There are best practices for developing SLAs that are both feasible and indicative of a high level of reliability. But before we can define an SLA, we need to understand how it will be measured. Read on for an overview of system reliability, SLA best practices, and the process for measuring the success of these agreements.

Performance, Availability, and SLAs

Most SLAs between service providers and customers revolve around system performance and availability. They are put in place to assure the customer that they can rely on the product and to instill a sense of accountability within the development organization by providing consequences that are invoked when the service provider fails to live up to the terms of the agreement.

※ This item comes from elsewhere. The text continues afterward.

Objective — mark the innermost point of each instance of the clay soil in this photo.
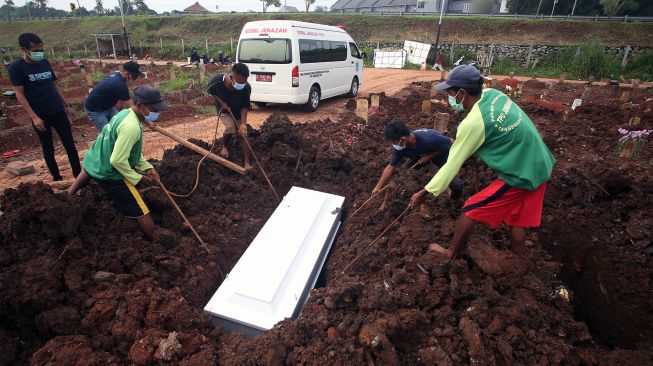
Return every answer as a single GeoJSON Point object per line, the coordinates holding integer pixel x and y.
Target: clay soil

If SLAs aren’t measurable, then it’s impossible to evaluate them appropriately. Defining realistic service availability and performance expectations in a clear and measurable manner often begins with the development of service-level objectives (SLOs) that are measurable through the use of service-level indicators (SLIs). Let’s take a look at how this works.

Defining SLOs and SLIs

An SLO is an objective that is meant to serve as a benchmark performance goal for the development team. By monitoring the status of an SLO, development teams can ensure that their system is operating at a level of reliability that’s acceptable to the business and its customers. SLOs sound very similar to SLAs, except they don’t have any repercussions associated with them; they do not represent an agreement with a paying customer. The objectives are measured through the use of SLIs, and these SLIs provide the basis for indicating whether or not the SLO is being met.

Let’s imagine that an organization sets performance SLOs that read as follows:

99.9% of properly formatted requests must complete successfully over the course of a year.

99.9% of requests must complete in under 300 milliseconds over the course of a year.

So how can these be monitored? Well, with the proper data, a DevOps team can measure the success of their objectives. These data points are the SLIs. In the case of the SLOs displayed above, SLIs would likely include the error rate for requests being made to the service and the length of time each request takes to complete. (Large sets of request times can then be used to evaluate the percentage of requests that take longer than 300 milliseconds to complete.)

These indicators simplify the process for measuring and monitoring the success of the goals set by the SLOs. They help DevOps teams ensure a high level of system reliability for their end users.

SLOs will evolve over time as a system matures. From these refined SLOs, SLAs can be created with promises made to the customer in the event they are not met. For example, an SLA built off of one of the SLOs above may read as follows:

If we don’t meet our promise of successfully completing 99.9% of properly formatted requests, we commit to providing two additional months of service free of charge and promise to address the failure to meet our goal to the best of our ability.

Best Practices for Defining SLAs

Now that we understand the basics behind the creation of SLAs, let’s get into the best practices for developing these agreements.

Don’t Over Promise

In software development, it’s natural to over promise. This is often due to the complex nature of the system being developed—it’s hard to account for every challenge that may (or, more likely, will) arise. The same is true when setting standards for SLAs. You may think to yourself that 99.99% availability over the course of a year is achievable, and it may be. But you’ll likely be better off building in a buffer for the unexpected, and dropping the expectation to 99.95%. The customer will likely be happy with that number and you will have built in a little leeway for uncertainty in the process.

Ensure Your Agreements Allow for Innovation

It is also important to ensure that your SLAs allow for innovation. Application changes inherently bring risk along with them. But the solution is not to build a highly reliable service and then never touch it again, just because you are currently meeting your performance and availability goals.

Change and experimentation within your service is necessary to increase value to the end user and to keep a product viable in its marketplace. Instead of avoiding change, the answer is to keep the risks associated with an evolving code base in mind, and to estimate the impact it will have so that it can be accounted for when setting SLAs.

Set Internal SLOs that Outpace Your SLAs

Another good practice to implement when defining SLAs is to set internal SLOs that hold service availability and reliability to a higher standard than your customer-facing SLAs. In doing so, the development team will be driven by a sense of responsibility to maintain system availability or reliability levels as indicated by the internal SLO. Additionally, this objective can be monitored appropriately, providing the DevOps team with advance notice of a potential problem prior to violating the slightly lower level specified in the SLA.

Summary

In short, SLAs, SLOs, and SLIs are created in an effort to make system reliability measurable. This serves to instill a sense of accountability for system stability within the development organization, while also making customers feel more comfortable and confident in the product.

While it is true that higher levels of availability and reliability are better than lower levels, development teams should be realistic in setting availability and performance objectives for their system so as to not over promise or deter innovation.